Creating and using natural speech prompts.

Instructions
Drag and arrange states onto the canvas so that you have the following setup.


RAD can substitute any recorded voice for the computer's synthetic speech. The recorded speech can be aligned with the animated agent so that lip, face and body movements are in sync. The process of creating a natural speech prompt involves four steps:

1. Record yourself speaking the prompt.
2. Transcribe your prompt in the text box.
3. Align the audio and text transcription.
4. Save the resulting sound file. (file suffix is .sob for sound object)


Double click on the "natural_speech" state to open it's configuration dialogue. Select the "Recorded" tab to raise the recorded speech tab.


Select "Edit" to edit a new sound object. This will open BaldiSync. BaldiSync allows you to record your voice, enter your transcription, align and save the file.


In the text box, enter the following:

Can I borrow your towel? My car just hit a water buffalo.

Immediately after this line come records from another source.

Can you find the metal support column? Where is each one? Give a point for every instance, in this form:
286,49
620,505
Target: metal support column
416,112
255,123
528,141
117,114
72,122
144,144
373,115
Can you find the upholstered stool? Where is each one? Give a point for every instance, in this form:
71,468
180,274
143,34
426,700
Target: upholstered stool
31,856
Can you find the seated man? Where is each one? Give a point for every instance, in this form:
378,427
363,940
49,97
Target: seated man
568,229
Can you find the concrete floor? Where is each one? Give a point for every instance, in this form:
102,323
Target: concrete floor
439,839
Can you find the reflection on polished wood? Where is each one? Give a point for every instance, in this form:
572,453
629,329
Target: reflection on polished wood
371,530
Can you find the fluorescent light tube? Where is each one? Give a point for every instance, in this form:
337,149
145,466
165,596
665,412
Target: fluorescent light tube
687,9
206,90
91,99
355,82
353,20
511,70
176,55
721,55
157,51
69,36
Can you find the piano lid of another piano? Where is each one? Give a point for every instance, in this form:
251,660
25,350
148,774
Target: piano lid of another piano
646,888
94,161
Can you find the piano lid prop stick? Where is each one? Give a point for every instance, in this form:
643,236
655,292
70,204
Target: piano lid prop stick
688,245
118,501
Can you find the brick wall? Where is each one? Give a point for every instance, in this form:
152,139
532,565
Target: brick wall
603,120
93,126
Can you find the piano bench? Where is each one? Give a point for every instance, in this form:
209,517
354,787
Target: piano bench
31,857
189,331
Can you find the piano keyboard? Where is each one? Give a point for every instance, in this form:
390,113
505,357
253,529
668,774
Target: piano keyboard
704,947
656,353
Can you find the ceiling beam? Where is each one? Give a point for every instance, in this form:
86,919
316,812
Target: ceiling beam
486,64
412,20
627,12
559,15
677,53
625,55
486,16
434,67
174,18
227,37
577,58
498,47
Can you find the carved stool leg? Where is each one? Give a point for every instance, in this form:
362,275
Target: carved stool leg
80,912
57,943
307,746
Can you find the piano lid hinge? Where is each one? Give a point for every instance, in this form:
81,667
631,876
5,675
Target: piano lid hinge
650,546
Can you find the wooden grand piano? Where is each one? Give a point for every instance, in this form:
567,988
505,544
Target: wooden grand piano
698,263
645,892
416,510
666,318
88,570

Now you must record yourself saying "Can I borrow your towel? My car just hit a water buffalo". In order to record, select the record button, speak, then select the stop button. If your first recording is not satisfactory, you can simply keep re-recording until you are pleased with the quality of the utterance. You should try to keep from having too much trailing silence or noise in the recording (see tips below). Once you've recorded your speech, the display should resemble this:


Some common problems encountered in recording speech for alignment are:



1. Speech is too loud.
Speaking too loudly or close to the mic will produce a scatchy sounding recording. Note that the peaks in the sound energy display are clipped and appear to extend past the boundaries of the display window. Move the microphone further from your mouth and speak more softly.



2. Too much silence.
You should begin speaking immediately after selecting the record button, and stop recording directly after you've stopped speaking. The record button can be selected a second time to stop recording.

An ideal recording will have no clipping and very little leading and trailing silence. It is possible to delete leading and trailing silence from a recording, consult the BaldiSync documentation for details. Below is an example of an ideal recording:





Once you are satisfied with the quality of your recording, select the "Align" button to align your speech with the text that you entered. The computer will generate some phonetic anc word labels that are displayed below the wave. Select "Animate" for a preview of how your speech will be synchronized with the animated agent. The alignment boundaries are adjustable, details can be found in the BaldiSync documentation.



Select "Save Sob" from the file menu to save this wave and alignment. Save the sob file within the same directory as your RAD application. This makes it easy to transport your RAD application to other computers. BaldiSync will close after you save the sob.


Note that the name of the sob file now appears in the "File" field of the "Recorded" tab. Make sure that "recorded" is selected for the prompt type, then select "Ok" to close the dialogue.